Sana Mir, the former captain of the Pakistan national women's cricket team, has a message to all young girls who dream of playing sports — and it's an important one. 

Mir was inspired to write a message on Facebook after noticing a campaign from a company promoting a hair removal cream. 

"I have come to know that it's a campaign for both Pakistan and India," Mir writes. "It's magnifying a girl's concern about how she looks on a basketball court. The worst thing is that instead of sending a message to young girls that the color or texture of their skin does not matter, we are promoting body shaming and objectification."

Mir questions this: 

"Are the talent, passion, and skill of a girl not enough for her to play sports?"

Mir goes on to point out that there are female sports icons who've proved that their athletic status results from skill and hard work, not from their smooth skin. 

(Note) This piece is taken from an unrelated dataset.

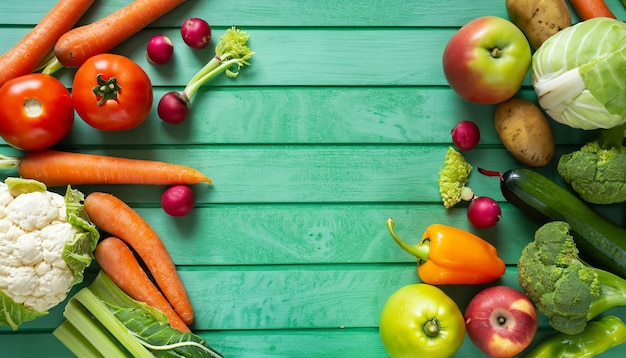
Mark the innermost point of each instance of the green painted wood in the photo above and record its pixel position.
(341, 121)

"Make no mistake: you need strong arms, not smooth arms, on a sports field."

Finally, Mir says that she herself turned down opportunities to endorse beauty products for these aforementioned reasons and explains that she wants "young girls with a passion for sports to know that all they need for a practice session are the will to succeed, comfortable shoes and clothes, a water bottle, and a cap if it's hot." 

"I request all sponsors and celebrities to ensure that when we engage young girls to fulfill their dreams, we show them a path that gives them actual confidence rather than disabling them by making them self-conscious," she concludes. 


Among other accolades, Mir has led her team to win gold at the 2010 Asia Games and its highest world ranking. She was also awarded "a Category A contract and in the process became one of the first semi-professional female cricketers in Pakistan," her Facebook page explains. She also became the first female cricketer to win the Tamgha-e-Imtiaz, Pakistan's Medal of Excellence. 

Mir also isn't the first to speak out about women in sports as well as the relationship between ones' physical appearance and being an athlete: in 2016, for example, female athletes such as Shawn Johnson starred in a Dove campaign that encouraged "the media and the general public to focus on the athletic ability of women in sports, not their looks."

"I feel like our world today is pushing beauty over athleticism for young girls," Johnson told Mashable at the time. "I want to be an advocate to change that."

Last year, espnW released a short film, When I Play"that directly and unapologetically celebrates who we are, what we want to be, why our visibility matters, and gives voice to women and girls who see their athleticism as a way to reclaim themselves, to find themselves, and to embrace their power," the film's creative director, Allison Glock, said. 

Hopefully, Mir's message and messages from other women in the industry will further encourage young female athletes to pursue sports without needed to change who they are or what they look like.